With these assumptions in mind, we carefully curated a practical, user-focused approach for upgrading informal childcare that low-income childcare managers could understand and respond to, and that could create centres of care that Kenyan parents could get behind. Through trial and error and by listening to and integrating the feedback of childcare providers and users themselves, we crafted a highly effective business transformation model that prepares childcare providers in the critical fields of child health, education, learning, business management, leadership and data collection. Along with access to capital and network, and technology platforms to support communications and data collection in the field, informal childcare providers receive a practical toolkit that allows them to transform standards of care, double or triple income, and see children achieving health and development outcomes on par or above national averages, in some of the most deprived neighbhourhoods of the country.

 

So to all questions, we were able to answer yes.

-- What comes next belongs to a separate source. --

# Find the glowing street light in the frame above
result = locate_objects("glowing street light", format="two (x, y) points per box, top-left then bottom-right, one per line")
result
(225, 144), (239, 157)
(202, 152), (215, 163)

As of 2023, we have created a network of more than 400 childcare providers that have given quality care to over 28,000 children to date

Social Franchising our childcare model

COVID-19 and social distancing it enforced led us to innovate and refine our childcare coaching programme, with COVID-19 encouraging us to devise lean, devolved ways of inspiring behaviour change with enhanced e-learning materials and a more engaged social network. We have blended in-person training with peer-led and tech-enabled coaching approaches, standardizing content to overcome human resource, cost and social distance limitations.  Our network suffered a downturn in revenues and attendance during the crisis, but the vast majority stayed resilient and open and have grown back better since restrictions have abated, speaking to the value of our holistic childcare model, and our ability to support their performance and growth with a more distanced, tech-enabled and peer-led approach.

 

The COVID era’s proof that a hybrid, community-driven, tech-enabled approach can work has prompted a more ambitious vision of growth for Tiny Totos.  Beyond focusing on growing our direct network of partners, we are keen to respond to the demand of both the open market and development and private sector partners for user-friendly childcare training content that they can deploy in their programmes, companies, daycares and homes.  Our focus for 2022 is to synthesize and professionalize our social franchise content so partners and parents and childcare providers beyond our network can access and implement our childcare approach themselves. Tiny Totos’ role can increasingly become one of technical guidance and quality control oversight, supporting a broader community of childcare givers, and ensuring exponential growth in the number of children able to access improved childcare because of our work.

 

By packaging our tried and tested intervention model and training content and rolling it out through three distinct networks – our direct daycare network, implementation partners, and the open market– our goal of bringing improved childcare to over 1m children in East Africa can be achieved.